Query Syntax Reference

This document details the syntax of the Datui query language. For examples and typical workflows, see Querying Data.

Structure of a query

A query has the form:

select [columns] [by group_columns] [where conditions]

select — Required. Starts every query. May be followed by nothing (select all columns), or a comma‑separated list of column expressions.
by — Optional. Grouping and aggregation. Everything after by up to where (if present) is the group specification.
where — Optional. Filtering. Everything after where is the filter expression.

Clause order is fixed: select → by → where. The parser splits on the keywords where and by (respecting parentheses and brackets), so you cannot reorder or repeat clauses.

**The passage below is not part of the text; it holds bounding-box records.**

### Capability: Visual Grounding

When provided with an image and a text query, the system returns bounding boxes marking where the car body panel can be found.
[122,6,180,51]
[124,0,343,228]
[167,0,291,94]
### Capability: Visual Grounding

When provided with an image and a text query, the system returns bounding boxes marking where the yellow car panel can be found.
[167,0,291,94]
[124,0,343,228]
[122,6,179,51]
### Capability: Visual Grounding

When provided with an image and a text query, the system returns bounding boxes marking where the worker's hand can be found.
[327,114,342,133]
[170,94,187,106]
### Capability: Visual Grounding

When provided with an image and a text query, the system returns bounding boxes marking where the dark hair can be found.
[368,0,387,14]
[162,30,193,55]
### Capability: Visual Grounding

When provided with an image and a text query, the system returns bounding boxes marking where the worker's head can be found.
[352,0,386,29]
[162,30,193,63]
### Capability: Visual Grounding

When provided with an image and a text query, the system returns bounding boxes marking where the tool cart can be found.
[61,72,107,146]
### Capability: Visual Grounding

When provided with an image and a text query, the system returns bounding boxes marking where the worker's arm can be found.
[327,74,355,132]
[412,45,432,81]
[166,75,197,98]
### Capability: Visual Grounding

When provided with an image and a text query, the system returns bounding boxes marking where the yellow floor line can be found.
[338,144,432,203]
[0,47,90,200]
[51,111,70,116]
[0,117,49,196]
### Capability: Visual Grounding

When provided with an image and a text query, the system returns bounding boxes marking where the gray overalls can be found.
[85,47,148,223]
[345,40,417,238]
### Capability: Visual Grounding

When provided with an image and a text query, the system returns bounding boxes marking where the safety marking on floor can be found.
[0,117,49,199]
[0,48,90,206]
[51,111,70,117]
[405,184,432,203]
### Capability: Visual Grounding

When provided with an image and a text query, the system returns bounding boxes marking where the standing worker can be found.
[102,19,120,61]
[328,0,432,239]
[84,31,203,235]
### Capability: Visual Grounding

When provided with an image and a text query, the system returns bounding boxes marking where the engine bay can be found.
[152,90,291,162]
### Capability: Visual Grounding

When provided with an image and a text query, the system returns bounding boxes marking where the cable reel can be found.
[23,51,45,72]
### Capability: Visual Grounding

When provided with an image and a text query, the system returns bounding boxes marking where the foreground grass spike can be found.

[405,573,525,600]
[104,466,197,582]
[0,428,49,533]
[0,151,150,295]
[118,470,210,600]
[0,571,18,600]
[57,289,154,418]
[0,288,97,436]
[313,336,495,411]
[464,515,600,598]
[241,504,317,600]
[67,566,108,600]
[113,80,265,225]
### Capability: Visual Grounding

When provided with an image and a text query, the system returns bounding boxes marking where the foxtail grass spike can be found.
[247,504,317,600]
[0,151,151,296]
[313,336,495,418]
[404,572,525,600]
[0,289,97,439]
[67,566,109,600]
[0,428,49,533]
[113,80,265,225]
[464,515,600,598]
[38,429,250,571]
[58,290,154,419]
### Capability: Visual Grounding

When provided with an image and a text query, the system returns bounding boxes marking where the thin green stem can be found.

The `:` assignment (aliasing)

Use : to name an expression. The form is name : expression:

Left of : — The new column or group name. Must be an identifier (e.g. total) or col["name with spaces"].
Right of : — The expression (column reference, literal, arithmetic, function call, etc.).

Examples:

select a, b, sum_ab: a + b
select renamed: col["Original Name"]
by region_name: region, total: sales + tax

Assignment is supported in both the select and by clauses. In by, it defines computed group keys or renames (e.g. region_name: region, total: sales + tax). Expressions may use column references, arithmetic, literals, and function calls.

Columns with spaces in their names

Identifiers cannot contain spaces. For columns (or aliases) with spaces, use col["..."] or col[identifier]:

select col["First Name"], col["Last Name"]
select no_spaces: col["name with spaces"]

Inside the brackets use either a quoted string ("name with spaces") or a single identifier (no spaces). The same syntax works in select, by, and where.

Right‑to‑left expression parsing

Expressions are parsed right‑to‑left: the leftmost binary operator is the root, and the right subexpression is parsed first (so it effectively binds tighter).

What this means

a + b * c → parsed as a + (b * c) (multiplication binds tighter).
a * b + c → parsed as a * (b + c) (* is leftmost; the right subexpression b + c is parsed as a unit).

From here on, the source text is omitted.